En l'absence de toute explication de l'employeur sur ce point, il est établi que l'employeur a eu un comportement déloyal dans l'exécution du contrat de travail, en refusant de lui remettre l'insigne au cours de la cérémonie organisée par l'entreprise.
Sur la médaille or
Il résulte des pièces produites que le salarié a déposé auprès de l'employeur un dossier le 24 mars 2015. L'employeur justifie que le dossier lui a été retourné au motif qu'il manquait la photocopie de la carte d'identité.

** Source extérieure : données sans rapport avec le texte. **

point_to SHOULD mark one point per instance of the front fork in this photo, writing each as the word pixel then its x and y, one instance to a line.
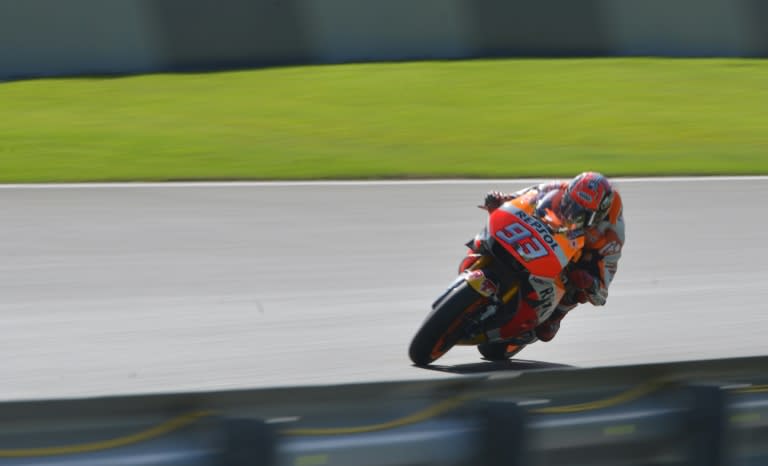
pixel 484 286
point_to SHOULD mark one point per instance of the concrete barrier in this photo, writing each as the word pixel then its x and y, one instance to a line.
pixel 77 37
pixel 704 412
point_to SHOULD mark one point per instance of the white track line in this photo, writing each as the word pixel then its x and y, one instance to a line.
pixel 249 184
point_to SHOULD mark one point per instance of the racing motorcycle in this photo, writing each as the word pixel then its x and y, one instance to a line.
pixel 515 282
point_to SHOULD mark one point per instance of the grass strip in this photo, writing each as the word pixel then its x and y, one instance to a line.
pixel 476 118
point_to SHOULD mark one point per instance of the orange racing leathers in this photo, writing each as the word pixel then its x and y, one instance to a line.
pixel 588 278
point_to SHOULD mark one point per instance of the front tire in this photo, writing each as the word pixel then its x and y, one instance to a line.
pixel 499 351
pixel 444 327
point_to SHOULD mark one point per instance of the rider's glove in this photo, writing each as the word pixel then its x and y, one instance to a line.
pixel 493 200
pixel 583 283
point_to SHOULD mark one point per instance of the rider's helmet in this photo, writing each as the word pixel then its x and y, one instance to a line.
pixel 586 200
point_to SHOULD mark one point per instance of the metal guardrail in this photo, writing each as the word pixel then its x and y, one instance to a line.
pixel 692 413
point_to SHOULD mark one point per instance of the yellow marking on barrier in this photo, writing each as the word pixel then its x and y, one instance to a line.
pixel 616 431
pixel 311 460
pixel 149 434
pixel 450 404
pixel 754 389
pixel 419 416
pixel 624 397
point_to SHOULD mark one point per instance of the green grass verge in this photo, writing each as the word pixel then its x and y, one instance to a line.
pixel 478 118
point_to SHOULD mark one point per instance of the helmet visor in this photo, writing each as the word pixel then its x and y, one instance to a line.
pixel 575 215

Le salarié produit une seconde demande, datée du 8 avril 2015 comportant la carte d'identité, ce qui établit donc que l'employeur l'a averti du caractère incomplet du dossier.
Rien ne permet toutefois d'établir qu'il a adressé ce second dossier à l'employeur pour transmission à la Préfecture ou qu'il l'a directement transmis à l'administration.

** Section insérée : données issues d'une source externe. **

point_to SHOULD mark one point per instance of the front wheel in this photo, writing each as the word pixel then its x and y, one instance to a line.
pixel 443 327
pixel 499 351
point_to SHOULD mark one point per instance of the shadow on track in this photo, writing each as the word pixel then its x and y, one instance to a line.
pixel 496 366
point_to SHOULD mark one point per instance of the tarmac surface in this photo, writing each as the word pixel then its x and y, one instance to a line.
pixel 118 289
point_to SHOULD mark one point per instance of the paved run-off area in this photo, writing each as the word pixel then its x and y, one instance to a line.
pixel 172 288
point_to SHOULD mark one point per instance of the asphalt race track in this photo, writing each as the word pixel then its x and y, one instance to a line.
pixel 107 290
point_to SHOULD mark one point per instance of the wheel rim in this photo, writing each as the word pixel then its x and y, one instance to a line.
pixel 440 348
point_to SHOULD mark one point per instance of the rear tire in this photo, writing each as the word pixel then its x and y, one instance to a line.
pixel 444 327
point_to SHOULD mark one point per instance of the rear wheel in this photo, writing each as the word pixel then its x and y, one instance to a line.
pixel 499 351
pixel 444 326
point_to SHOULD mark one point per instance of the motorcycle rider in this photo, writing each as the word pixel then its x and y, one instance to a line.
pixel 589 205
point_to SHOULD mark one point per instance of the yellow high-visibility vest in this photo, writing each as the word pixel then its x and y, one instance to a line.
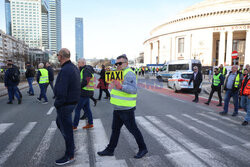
pixel 44 78
pixel 120 98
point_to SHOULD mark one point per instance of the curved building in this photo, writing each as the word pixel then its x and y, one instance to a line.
pixel 208 31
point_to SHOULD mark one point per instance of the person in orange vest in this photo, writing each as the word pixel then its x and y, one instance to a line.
pixel 245 96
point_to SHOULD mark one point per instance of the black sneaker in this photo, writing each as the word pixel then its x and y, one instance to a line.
pixel 244 123
pixel 141 154
pixel 64 160
pixel 105 152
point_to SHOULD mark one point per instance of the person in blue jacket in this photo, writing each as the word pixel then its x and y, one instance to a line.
pixel 67 94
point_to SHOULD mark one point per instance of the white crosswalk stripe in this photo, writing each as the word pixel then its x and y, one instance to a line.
pixel 216 129
pixel 196 130
pixel 44 145
pixel 15 143
pixel 181 150
pixel 4 127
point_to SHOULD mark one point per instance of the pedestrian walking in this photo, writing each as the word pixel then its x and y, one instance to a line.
pixel 217 81
pixel 232 86
pixel 67 95
pixel 51 77
pixel 43 81
pixel 11 80
pixel 87 91
pixel 103 85
pixel 245 96
pixel 123 98
pixel 30 74
pixel 197 80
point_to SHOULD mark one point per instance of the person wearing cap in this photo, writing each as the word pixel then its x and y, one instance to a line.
pixel 123 99
pixel 30 74
pixel 43 81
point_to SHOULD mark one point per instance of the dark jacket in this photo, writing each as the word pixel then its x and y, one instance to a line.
pixel 234 89
pixel 7 76
pixel 87 74
pixel 221 81
pixel 197 81
pixel 51 73
pixel 67 87
pixel 30 72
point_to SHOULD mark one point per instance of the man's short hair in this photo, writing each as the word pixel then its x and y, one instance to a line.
pixel 64 52
pixel 124 56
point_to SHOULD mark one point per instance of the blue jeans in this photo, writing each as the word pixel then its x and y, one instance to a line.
pixel 12 90
pixel 43 92
pixel 64 124
pixel 30 80
pixel 245 103
pixel 126 117
pixel 228 95
pixel 83 104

L'employeur indique qu'au final le Préfet n'a pas attribué la médaille d'honneur au salarié, en observant que ce dernier se garde de produire le courrier de rejet correspondant.
En l'état de ces constatations, il sera retenu qu'il appartient au salarié de rapporter la preuve qu'il a effectivement transmis son dossier complété, étant observé qu'il avait en particulier la possibilité de solliciter de l'administration la confirmation de ce que le dossier complet avait été ou non réceptionné, démarche qu'il a effectuée pour les médailles obtenues l'année précédente.
Il en résulte que la preuve d'un comportement déloyal de l'employeur, en ce qui concerne cette troisième médaille n'est pas rapportée.
Au titre du comportement déloyal relatif à l'absence de remise de médailles sur l'année 2014, il sera alloué à M. [Z] [U] la somme de 1500€ à titre de dommages et intérêts.
III) Sur la demande de dommages et intérêts pour procédure abusive
Dès lors que la demande de M. [Z] [U] a été partiellement accueillie, la demande de dommages et intérêts de la Sas [G] sera rejetée.
III) Sur les frais irrépétibles
Dès lors que le jugement a été infirmé en ce qui concerne l'ensemble des demandes formées en première instance, il devra également être infirmé au titre des frais irrépétibles alloués au salarié à ce stade de la procédure ainsi que sur la charge des dépens.
La demande nouvelle étant accueillie à hauteur d'appel, il sera alloué à M. [Z] [U] la somme de 500€ au titre de l'article 700 du code de procédure civile au titre des frais exposés dans la présente instance.
La demande formée au même titre par la Sas [G] sera rejetée.
PAR CES MOTIFS
La Cour, Chambre sociale, statuant par arrêt contradictoire mis à disposition au greffe, après débats en audience publique et après en avoir délibéré ;
INFIRME le jugement entrepris en toutes ses dispositions ;
Statuant à nouveau,
DEBOUTE M. [Z] [U] de l'ensemble de ses demandes formées en première instance ;
Le CONDAMNE aux dépens de la procédure de première instance ;
Statuant par voie de dispositions nouvelles sur les demandes formées à hauteur d'appel,
CONDAMNE la Sas [G] à payer à M. [Z] [U] la somme de 1500€ à titre de dommages et intérêts pour exécution déloyale du contrat de travail ;
CONDAMNE la Sas [G] à payer à M. [Z] [U] la somme de 500€ au titre de l'article 700 du code de procédure civile ;
DEBOUTE la Sas [G] de sa demande de dommages et intérêts pour procédure abusive ;
DEBOUTE la Sas [G] de sa demande formée au titre de l'article 700 du code de procédure civile ;
CONDAMNE la Sas [G] aux dépens de la procédure d'appel.
Ledit arrêt a été prononcé par mise à disposition au greffe le vingt deux mars deux mille seize et signé par Madame Chantal PALPACUER, Présidente de chambre, et Madame Karine MAUCHAIN, Greffière.